Homeowner Affordability and Stability Plan Calculator
(aka "Making Home Affordable")
Wow, the full details to
Pres. Obama's plan to help stop foreclosures and help homeowners
(Home Affordability and Stability Plan - HASP) have been
released, and already people are still complaining about the "free
bailout" for people who bought more than they can afford. That is not exactly
how the plan works, so here are some numbers to help everyone see the details
as they exist. Note that this calculator tries to cover both the loan modification
program (HAMP - Home Affordable Modification Program) and the refinancing
program (HARP - Home Affordable Refinance Program). You must try to figure
out the proper ridiculous government acronym for you!
- First, the plan will only work for loans which are a maximum
105% of the current market value of the home. If is it close, say 110% or 120%,
it is up to the lender to forgive part of the principal to reduce the loan
to within 105% LTV. Otherwise, the loan does not qualify. Remember, the
federal government is giving money directly to the lenders, not the
actual borrower, and any
lender with half a brain (which definitely does not include all lenders!)
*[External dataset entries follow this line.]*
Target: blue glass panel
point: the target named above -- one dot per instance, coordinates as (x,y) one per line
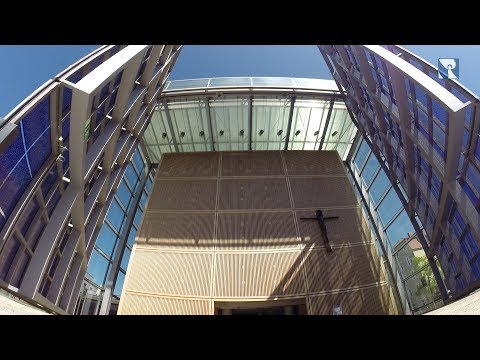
(106,240)
(468,115)
(143,199)
(389,206)
(438,134)
(138,217)
(124,194)
(66,161)
(131,177)
(361,154)
(13,187)
(421,95)
(423,119)
(96,62)
(117,291)
(370,168)
(471,243)
(131,237)
(477,149)
(53,201)
(97,267)
(439,150)
(439,112)
(39,152)
(466,136)
(148,184)
(137,160)
(471,195)
(66,127)
(379,186)
(27,216)
(115,215)
(474,176)
(10,157)
(66,99)
(400,228)
(104,92)
(76,76)
(36,121)
(125,259)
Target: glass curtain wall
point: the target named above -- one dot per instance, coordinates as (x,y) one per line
(408,260)
(101,262)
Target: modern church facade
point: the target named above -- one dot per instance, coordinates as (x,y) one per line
(406,140)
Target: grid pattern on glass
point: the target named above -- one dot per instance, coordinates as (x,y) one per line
(110,234)
(428,125)
(397,234)
(229,115)
(24,157)
(303,83)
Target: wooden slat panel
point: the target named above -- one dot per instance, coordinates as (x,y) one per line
(189,164)
(252,163)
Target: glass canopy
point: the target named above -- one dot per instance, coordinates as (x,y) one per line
(195,115)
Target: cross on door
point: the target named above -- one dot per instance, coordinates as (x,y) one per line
(323,228)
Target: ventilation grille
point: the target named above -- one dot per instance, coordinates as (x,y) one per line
(253,231)
(133,304)
(322,192)
(183,195)
(249,163)
(170,273)
(303,162)
(178,231)
(189,165)
(254,194)
(258,274)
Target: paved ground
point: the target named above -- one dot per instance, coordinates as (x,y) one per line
(469,305)
(10,305)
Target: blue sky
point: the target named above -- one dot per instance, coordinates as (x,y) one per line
(24,68)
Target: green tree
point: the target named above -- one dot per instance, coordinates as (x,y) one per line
(429,285)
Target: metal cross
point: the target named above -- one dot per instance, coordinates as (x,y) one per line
(323,228)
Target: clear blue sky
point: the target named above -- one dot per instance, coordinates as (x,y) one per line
(24,68)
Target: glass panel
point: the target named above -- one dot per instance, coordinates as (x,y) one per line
(106,240)
(389,206)
(115,215)
(370,168)
(125,259)
(400,229)
(230,82)
(186,84)
(379,186)
(131,176)
(124,194)
(138,217)
(131,237)
(230,123)
(119,284)
(97,267)
(361,154)
(272,81)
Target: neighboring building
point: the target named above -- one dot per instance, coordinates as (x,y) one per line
(406,137)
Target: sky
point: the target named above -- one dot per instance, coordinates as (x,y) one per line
(24,68)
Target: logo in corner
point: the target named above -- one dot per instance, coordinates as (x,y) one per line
(448,68)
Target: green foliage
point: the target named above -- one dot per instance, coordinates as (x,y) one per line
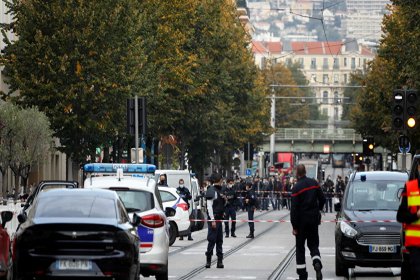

would rather lower the required balance of the loan
by 5-10% so that a borrower qualifies for the program than to end up with
just another foreclosure to process. For many people, simply raising the
financing limit to 105% LTV (on Fannie Mae and Freddie Mac loans for property worth less than $729,250) will be all they need to refinance their loans to a new fixed
conventional loan they can afford with their current income (HARP).
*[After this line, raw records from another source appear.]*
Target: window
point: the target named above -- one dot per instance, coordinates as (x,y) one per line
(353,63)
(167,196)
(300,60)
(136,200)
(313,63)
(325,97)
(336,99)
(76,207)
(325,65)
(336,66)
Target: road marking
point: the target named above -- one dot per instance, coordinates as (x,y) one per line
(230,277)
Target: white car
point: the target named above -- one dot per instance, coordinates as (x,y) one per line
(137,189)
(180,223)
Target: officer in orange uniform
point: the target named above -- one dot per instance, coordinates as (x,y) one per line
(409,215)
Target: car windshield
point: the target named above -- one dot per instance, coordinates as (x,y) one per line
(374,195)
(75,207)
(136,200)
- For people who could not qualify for a conventional refinance with a
105% LTV loan, the next step is loan renegotiation (also known as loan
modification - HAMP).
The lender must renegotiate the loan with the borrower so that the new
total payment is no more than 38% of their total household income. This will
be done by lowering the mortgage rate (to a minimum of 2%), and using a longer
loan term (expect to see plenty of 40 year loans being used!). The lender can
also further reduce the principal balance of the loan, but that is up to the
lender to decide. If the
borrower does not have sufficient income for 38% of it to cover the loan, they
are out of luck. So anyone who lost a job is probably not going to benefit,
unless their spouse's income is sufficient to pay the renegotiated loan.
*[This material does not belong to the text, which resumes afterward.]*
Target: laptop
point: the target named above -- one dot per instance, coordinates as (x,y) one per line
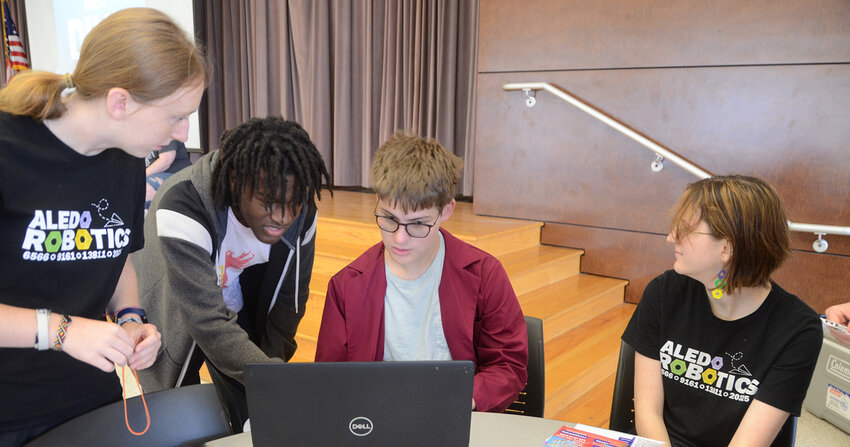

- Finally, if the lender and borrower have reached an agreement where 38%
of the borrower's income will cover the loan, that is when the federal
government comes in. The fed will cover one half of the difference to bring the final
payment seen by the borrower to 31% of their income (the lender must lose the other half of the difference). So this is where the $75
billion is spent, paying half the "spread" between the 38% monthly payment and the
31% payment. This is the incentive for the lender to negotiate a favorable loan
with a delinquent or struggling borrower. The federal money is guaranteed "free"
money from the federal government to the lender if they can work with the
borrower to set up a loan they can afford using the 31% of income criteria.